Chuck acted exactly like a bucking bronco the entire time I checked in, the whole time the technician tried to assess his weight. The vet is basically a car wash but instead of water, dog treats rain down from the ceiling. This is at the core of why he loves it so much, but he could at least act his age and receive a treat with the tiniest bit of civility and not try to eat the hand of the technician holding it. What, he’s 84 in human years? Is that right? Imagine an 84-year-old man wearing a Sex Pistols t-shirt with the sleeves ripped off trying to get away with riding a skateboard through a library.

It was a slow day, apparently, because they walked us back to an examination room right away. The nurse gave him treats immediately, and if only you could have witnessed the sound of that dog’s tail swatting the door and and walls and floor: THUNK THUNK THUNK THUNK. It didn’t stop. It wouldn’t stop. As the nurse walked over to grab a thermometer, the kind you stick up a butt, she said, “Oh, look at that tail. I know you think this is a cookie, but this is certainly not a cookie!”

She knelt down and had to navigate around Chuck’s windmilling tail to insert the device, and I swear to god the look on his face was a gleeful, “LOOK! I HAVE A THERMOMETER IN MY BUTT!”

Like, it made his whole day. It was the best thing to happen to him in months. A thermometer. In his butt. The grin on his face upon having a thermometer thrust into his butt made me think, “I didn’t think the Internet could love this dog more than it already does BUT OH I AM SO WRONG.”

The vet had already entered the room, and after I described what I had witnessed she did a thorough physical examination of all his limbs, his face, his mouth. She tested both eyes extensively and noticed his left eye was a little cloudier than normal, a possible side effect from the whole episode. I know my eyes get cloudy when I stick things up my butt.



She talked about possibilities: could be his liver, possible toxicity. Had he gotten into any medication? Eaten plants he shouldn’t be eating? She didn’t think it was epilepsy. Could be something neurological. Could quite possibly be a one-time incident. She’d take him back to draw some blood, test for several scenarios, and then we’d go from there. While waiting for the results I should take him home and watch for the following signs of a worsening neurological condition:


Do you see number six? When I got home and showed this to both Dane and Tyrant we all burst into simultaneous laughter. His reaction to the vet is a total anomaly. Chuck doesn’t get excited about anything. A bomb could go off right beside his head and he would loudly pronounce in English, “Unimpressed.”

Is “condescending asshole” the sign of a worsening neurological condition?

I kept a very close eye on him all day, and I was right when I said that any loud or unexpected noise sent my mind reeling. Leta moved a stool in the kitchen and I came running thinking he was having another seizure. Every thud, bump, squeak… every noise made me panic. I can’t thank the Internet enough for sending me stories and tiny snippets of encouragement. So many stories of dogs experiencing seizures and having positive, manageable outcomes. Some had sad stories to tell but found hope that Chuck would be okay.

Midway through the day on Tuesday the vet called to say that the blood work could not look better. They had run several tests that they had not run on previous blood work six months ago, and if she were looking at it blindly she’d say it was from a dog half his age.
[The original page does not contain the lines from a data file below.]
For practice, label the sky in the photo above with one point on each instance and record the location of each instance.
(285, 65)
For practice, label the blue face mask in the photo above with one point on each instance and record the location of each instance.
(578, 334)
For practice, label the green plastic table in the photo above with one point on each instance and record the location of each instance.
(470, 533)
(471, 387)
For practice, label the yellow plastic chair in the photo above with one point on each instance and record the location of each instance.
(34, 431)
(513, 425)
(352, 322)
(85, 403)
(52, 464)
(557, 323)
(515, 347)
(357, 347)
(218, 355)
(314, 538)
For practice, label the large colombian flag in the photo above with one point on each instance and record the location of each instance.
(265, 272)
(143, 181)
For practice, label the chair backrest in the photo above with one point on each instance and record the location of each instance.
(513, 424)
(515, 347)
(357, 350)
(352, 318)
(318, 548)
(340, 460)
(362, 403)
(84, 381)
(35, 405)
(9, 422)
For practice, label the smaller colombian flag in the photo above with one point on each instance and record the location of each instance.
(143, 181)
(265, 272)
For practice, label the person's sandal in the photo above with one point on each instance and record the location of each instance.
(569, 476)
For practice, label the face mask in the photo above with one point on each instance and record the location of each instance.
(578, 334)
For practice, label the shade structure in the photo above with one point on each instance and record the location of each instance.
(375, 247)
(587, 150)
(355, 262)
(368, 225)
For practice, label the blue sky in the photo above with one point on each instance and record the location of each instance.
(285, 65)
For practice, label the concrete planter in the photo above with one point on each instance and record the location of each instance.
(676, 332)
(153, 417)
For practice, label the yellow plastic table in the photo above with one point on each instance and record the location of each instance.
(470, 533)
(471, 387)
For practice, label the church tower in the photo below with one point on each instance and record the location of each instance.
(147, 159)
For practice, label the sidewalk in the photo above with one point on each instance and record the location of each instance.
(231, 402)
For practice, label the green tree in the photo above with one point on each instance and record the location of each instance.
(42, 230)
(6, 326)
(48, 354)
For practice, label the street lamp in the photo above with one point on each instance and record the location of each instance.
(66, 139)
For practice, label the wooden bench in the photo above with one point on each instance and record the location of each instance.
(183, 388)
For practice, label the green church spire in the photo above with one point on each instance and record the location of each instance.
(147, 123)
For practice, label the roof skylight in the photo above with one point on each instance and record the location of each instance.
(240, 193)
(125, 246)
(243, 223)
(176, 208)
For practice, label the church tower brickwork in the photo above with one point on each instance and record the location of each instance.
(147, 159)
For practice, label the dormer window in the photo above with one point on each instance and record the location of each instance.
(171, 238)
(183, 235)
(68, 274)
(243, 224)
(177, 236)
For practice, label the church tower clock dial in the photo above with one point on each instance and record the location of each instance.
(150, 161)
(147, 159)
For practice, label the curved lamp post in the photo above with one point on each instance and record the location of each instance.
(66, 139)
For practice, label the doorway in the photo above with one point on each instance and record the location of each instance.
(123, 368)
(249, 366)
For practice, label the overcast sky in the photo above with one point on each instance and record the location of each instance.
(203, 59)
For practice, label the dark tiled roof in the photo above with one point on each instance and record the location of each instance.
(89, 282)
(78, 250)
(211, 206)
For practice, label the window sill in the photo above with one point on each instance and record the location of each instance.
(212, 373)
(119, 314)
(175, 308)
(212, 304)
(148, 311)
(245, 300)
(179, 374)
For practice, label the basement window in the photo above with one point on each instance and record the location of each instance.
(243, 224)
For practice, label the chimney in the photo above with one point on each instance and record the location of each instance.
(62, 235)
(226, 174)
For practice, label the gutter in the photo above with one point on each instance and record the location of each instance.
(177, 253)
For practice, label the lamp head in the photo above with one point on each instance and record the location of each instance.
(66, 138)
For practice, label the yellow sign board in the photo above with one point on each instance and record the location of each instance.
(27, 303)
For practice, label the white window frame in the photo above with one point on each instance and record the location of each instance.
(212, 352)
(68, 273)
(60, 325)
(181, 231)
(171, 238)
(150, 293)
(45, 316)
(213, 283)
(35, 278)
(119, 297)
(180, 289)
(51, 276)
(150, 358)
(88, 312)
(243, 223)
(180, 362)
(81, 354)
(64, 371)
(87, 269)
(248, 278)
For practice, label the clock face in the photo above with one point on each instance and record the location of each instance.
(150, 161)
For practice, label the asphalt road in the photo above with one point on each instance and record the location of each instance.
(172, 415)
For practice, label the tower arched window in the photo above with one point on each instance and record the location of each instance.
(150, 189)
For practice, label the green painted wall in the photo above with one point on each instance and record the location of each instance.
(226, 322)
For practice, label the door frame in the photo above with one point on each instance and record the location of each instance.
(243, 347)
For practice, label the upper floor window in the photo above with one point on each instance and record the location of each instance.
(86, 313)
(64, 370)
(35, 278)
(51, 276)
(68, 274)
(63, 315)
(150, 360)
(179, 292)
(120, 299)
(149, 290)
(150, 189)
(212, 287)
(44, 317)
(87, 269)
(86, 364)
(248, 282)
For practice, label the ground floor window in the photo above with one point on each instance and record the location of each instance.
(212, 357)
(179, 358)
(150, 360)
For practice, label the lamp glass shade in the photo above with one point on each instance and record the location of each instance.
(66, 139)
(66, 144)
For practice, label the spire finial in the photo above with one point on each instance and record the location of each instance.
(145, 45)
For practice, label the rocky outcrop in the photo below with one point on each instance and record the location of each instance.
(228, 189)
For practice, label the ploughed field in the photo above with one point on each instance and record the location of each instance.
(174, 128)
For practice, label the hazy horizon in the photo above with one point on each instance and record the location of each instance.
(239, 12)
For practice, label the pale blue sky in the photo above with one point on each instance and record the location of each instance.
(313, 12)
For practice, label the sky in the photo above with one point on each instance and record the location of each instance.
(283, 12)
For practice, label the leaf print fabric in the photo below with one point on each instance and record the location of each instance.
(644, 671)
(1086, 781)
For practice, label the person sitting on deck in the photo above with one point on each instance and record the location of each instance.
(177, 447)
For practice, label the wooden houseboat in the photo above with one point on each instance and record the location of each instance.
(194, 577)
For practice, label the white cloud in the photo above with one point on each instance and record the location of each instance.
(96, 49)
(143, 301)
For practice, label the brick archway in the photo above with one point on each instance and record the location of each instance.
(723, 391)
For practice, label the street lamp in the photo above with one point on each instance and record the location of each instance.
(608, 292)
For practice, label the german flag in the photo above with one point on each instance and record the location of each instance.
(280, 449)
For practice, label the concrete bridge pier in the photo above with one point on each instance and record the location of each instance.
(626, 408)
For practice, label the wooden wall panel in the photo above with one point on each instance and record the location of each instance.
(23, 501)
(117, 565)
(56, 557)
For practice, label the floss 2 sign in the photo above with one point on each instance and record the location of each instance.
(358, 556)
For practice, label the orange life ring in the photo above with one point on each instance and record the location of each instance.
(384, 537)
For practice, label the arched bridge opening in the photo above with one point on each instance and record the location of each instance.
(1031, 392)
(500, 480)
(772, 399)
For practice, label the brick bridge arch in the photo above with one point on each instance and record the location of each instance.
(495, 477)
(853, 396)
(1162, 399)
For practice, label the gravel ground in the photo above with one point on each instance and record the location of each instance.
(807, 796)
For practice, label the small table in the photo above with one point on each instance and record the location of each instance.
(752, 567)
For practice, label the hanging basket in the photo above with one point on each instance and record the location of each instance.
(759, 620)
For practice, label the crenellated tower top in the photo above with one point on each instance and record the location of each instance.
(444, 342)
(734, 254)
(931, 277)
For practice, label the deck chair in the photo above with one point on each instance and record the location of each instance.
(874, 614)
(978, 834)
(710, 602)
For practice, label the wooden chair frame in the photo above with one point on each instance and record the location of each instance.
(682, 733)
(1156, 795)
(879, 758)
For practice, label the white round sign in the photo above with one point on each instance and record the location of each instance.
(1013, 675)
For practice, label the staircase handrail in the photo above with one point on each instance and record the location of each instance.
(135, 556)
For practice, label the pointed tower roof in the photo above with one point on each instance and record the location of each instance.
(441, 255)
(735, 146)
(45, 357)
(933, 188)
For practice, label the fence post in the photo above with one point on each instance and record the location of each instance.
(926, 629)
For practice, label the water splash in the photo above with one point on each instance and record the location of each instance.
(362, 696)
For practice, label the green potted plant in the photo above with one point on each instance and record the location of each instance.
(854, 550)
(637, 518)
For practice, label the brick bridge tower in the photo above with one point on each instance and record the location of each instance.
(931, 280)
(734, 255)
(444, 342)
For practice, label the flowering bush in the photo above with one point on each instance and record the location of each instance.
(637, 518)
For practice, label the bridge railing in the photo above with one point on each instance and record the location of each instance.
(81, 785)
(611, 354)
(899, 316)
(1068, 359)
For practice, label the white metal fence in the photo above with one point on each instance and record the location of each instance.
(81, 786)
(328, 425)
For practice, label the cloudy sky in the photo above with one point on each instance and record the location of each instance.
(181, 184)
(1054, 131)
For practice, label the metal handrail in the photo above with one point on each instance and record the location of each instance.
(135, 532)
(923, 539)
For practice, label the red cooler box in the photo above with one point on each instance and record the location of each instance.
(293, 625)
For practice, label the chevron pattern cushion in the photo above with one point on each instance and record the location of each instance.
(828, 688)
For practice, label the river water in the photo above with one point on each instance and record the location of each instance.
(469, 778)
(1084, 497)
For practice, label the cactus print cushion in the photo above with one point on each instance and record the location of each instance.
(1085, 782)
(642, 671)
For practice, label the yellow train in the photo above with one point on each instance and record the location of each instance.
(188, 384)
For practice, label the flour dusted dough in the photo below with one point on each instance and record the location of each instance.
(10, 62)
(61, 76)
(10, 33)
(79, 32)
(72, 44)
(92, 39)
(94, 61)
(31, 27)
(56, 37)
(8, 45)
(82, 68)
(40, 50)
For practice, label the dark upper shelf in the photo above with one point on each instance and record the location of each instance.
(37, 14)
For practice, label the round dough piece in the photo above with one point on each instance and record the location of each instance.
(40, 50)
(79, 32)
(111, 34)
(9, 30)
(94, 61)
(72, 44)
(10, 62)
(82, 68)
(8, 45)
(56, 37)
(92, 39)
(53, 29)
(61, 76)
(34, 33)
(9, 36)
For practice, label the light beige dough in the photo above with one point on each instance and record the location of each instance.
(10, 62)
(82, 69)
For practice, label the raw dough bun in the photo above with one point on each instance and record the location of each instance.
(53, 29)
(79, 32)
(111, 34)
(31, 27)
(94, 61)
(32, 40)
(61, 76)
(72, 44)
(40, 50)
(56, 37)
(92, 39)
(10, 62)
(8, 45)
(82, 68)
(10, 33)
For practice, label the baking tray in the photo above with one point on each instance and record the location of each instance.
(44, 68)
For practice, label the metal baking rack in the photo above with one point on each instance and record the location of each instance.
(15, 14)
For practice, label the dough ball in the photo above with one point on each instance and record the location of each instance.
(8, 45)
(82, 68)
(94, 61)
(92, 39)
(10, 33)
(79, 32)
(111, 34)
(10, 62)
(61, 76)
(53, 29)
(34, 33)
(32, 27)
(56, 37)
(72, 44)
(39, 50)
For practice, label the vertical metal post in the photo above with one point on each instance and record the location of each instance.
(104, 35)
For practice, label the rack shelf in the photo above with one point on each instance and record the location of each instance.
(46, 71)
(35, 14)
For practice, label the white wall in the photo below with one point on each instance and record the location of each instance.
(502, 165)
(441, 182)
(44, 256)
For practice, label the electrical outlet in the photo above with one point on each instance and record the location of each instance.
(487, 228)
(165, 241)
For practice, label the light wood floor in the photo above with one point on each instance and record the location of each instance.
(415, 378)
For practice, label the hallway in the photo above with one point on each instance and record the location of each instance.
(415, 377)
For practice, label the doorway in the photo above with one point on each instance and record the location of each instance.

Nothing abnormal to see. Steps from here: keep a close eye on him. If it happens again we can circle back and decide on a plan.

And so that’s what we’re doing. Even Marlo is giving him extra hugs and telling him not to “bang into the walls anymore.”

I am just like everyone else who gets caught up in the tedious minutia of everyday life forgetting to stop and offer gratitude for the fleeting time we have on this planet with the ones we love. It’s a shame that it often requires something like this to remind us to do so, to force us to remember that it could all be gone in an unexpected and tragic instant. That Chuck has been spared a bad diagnosis is his gift to all of us.